2 Replies Latest reply on Nov 17, 2012 4:34 PM by ljbade

    Simultaneous texture upload and rendering in OpenGL

    ljbade

      I am currently experimenting to figure out the best way load textures in OpenGL using multiple threads. My final project will be doing a lot of texture streaming so I wanted to figure out the optimal design first.

       

      I have created a simple application that uses two threads, one does some simple rendering in a loop, and the other loads a large texture ~100MB (to make any stalls obvious).

       

      I followed the design recommended by NVIDIA: http://developer.download.nvidia.com/GTC/PDF/GTC2012/PresentationPDF/S0356-GTC2012-Texture-Transfers.pdf

       

      Basically the render thread creates two shared GL contexts and assigns one to each thread.

       

      The upload thread creates a pixel buffer and a texture object, reads the image data directly from disc into the buffer via glMapBufferRange with the write only and invalidate data flags, uses glTexSubImage2D to load the data, and inserts a GPU glFenceSync and the handle is passed back to the render thread.

       

      The render thread runs in a loop and every frame uses glGetsynciv to test if the upload sync has been signalled.
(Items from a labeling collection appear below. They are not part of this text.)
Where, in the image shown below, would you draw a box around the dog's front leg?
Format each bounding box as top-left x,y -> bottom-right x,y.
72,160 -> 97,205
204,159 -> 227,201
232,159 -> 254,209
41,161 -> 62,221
If it has not it simply renders another frame. but if it has it then binds the texture and renders with it.

       

      The problem I am having is that glTexSubImage2D always stalls the render thread in SwapBuffers until it finishes. It even does this if the render thread never binds the texture (so there is no rendering dependant on it).

       

      I even tried using the AMD_pinned_memory extension the same way as shown in the example for the extension but it did not change anything.

       

      What is the correct way to perform simultaneous texture loading and rendering on a AMD GPU that doesn't cause any rendering stalls?

      Is there a good example somewhere?

       

      I notice that Rage on my laptop is very smooth and fluid despite loading significant amounts of texture data on the fly so it must be possible.

        • Re: Simultaneous texture upload and rendering in OpenGL
          gsellers

          Hi,

           

          I would recommend not using multiple OpenGL contexts for this particular use case. Every time you use an object on one shared context that was updated in the other, the driver needs to synchronize the two threads, which can be quite costly.

           

          I would suggest that in your render thread, you create a PBO and map it. Use some form of signal in your application such as an event or semaphore to indicate that the buffer has been mapped and that the pointer to the PBO is valid. Then, in your loader thread, put the data in the mapped PBO. Once the data is in the PBO, the render thread can call glTexSubImage2D to put it into the texture.

           

          If you can, don't use the modified texture immediately. Try to delay use of the texture by a frame or two. This may help the driver prevent stalls between the upload and the use of the texture.

           

          Cheers,

           

          Graham

            • Re: Simultaneous texture upload and rendering in OpenGL
              ljbade

              I am going to try that next.

               

              I also found this: http://www.seas.upenn.edu/~pcozzi/OpenGLInsights/OpenGLInsights-AsynchronousBufferTransfers.pdf

               

              Which contains a lot of performance data, and they suggest what you are, that you just map a pointer (or use pinned memory) and share this to the thread.

               

              I note that they say that AMD GPUs couldn't to memory transfers and rendering simultaneously (at least with the drivers from a year ago). Is that still the case?

               

              One thing reading that chapter has shown me that OpenGL as an API can be very tricky because of all the performance traps, implementation differences, loose specifications etc. I think this is one area where Direct3D does a much better job as it is very 'strict' in design and all drivers are thoroughly tested by Microsoft to all behave exactly the same way.